[Code of Federal Regulations]
[Title 21, Volume 3]
[Revised as of January 1, 2007]
From the U.S. Government Printing Office via GPO Access
[CITE: 21CFR184.1260]
[Page 512-513]
TITLE 21--FOOD AND DRUGS
CHAPTER I--FOOD AND DRUG ADMINISTRATION, DEPARTMENT OF HEALTH AND HUMAN
SERVICES (CONTINUED)
PART 184 DIRECT FOOD SUBSTANCES AFFIRMED AS GENERALLY RECOGNIZED AS
Subpart B Listing of Specific Substances Affirmed as GRAS
Sec. 184.1260 Copper gluconate.
(a) Copper gluconate (cupric gluconate
(CH2OH(CHOH)4COO)2Cu, CAS Reg. No. 527-
09-3) is a substance that occurs as light blue to bluish-green,
[[Page 513]]
odorless crystals, or as a fine, light blue powder. It is prepared by
the reaction of gluconic acid solutions with cupric oxide or basic
cupric carbonate.
(b) The ingredient meets the specifications of the Food Chemicals
Codex, 3d Ed. (1981), p. 90, which is incorporated by reference. Copies
are available from the National Academy Press, 2101 Constitution Ave.

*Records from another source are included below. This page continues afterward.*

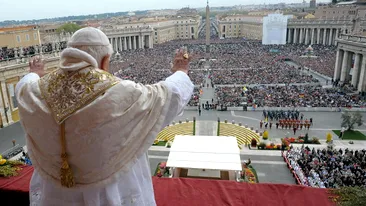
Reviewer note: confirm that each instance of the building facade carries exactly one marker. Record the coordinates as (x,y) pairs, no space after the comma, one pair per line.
(340,11)
(130,38)
(350,64)
(10,74)
(23,36)
(316,31)
(247,26)
(138,35)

NW., Washington, DC. 20418, or available for inspection at the National
Archives and Records Administration (NARA). For information on the
availability of this material at NARA, call 202-741-6030, or go to:
http://www.archives.gov/federal--register/code--of--federal--
regulations/ibr--locations.html.
(c) In accordance with Sec. 184.1(b)(1), the ingredient is used in
food with no limitation other than current good manufacturing practice.

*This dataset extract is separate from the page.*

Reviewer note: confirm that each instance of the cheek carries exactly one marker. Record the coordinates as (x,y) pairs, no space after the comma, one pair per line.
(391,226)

The affirmation of this ingredient as generally recognized as safe
(GRAS) as a direct human food ingredient is based upon the following
current good manufacturing practice conditions of use:
(1) The ingredient is used as a nutrient supplement as defined in
Sec. 170.3(o)(20) of this chapter and as a synergist as defined in
Sec. 170.3(o)(31) of this chapter.
(2) The ingredient is used in food at levels not to exceed current
good manufacturing practice. Copper gluconate may be used in infant
formula in accordance with section 412(g) of the Federal Food, Drug, and
Cosmetic Act (the Act) or with regulations promulgated under section
412(a)(2) of the Act.
(d) Prior sanctions for this ingredient different from the uses
established in this section do not exist or have been waived.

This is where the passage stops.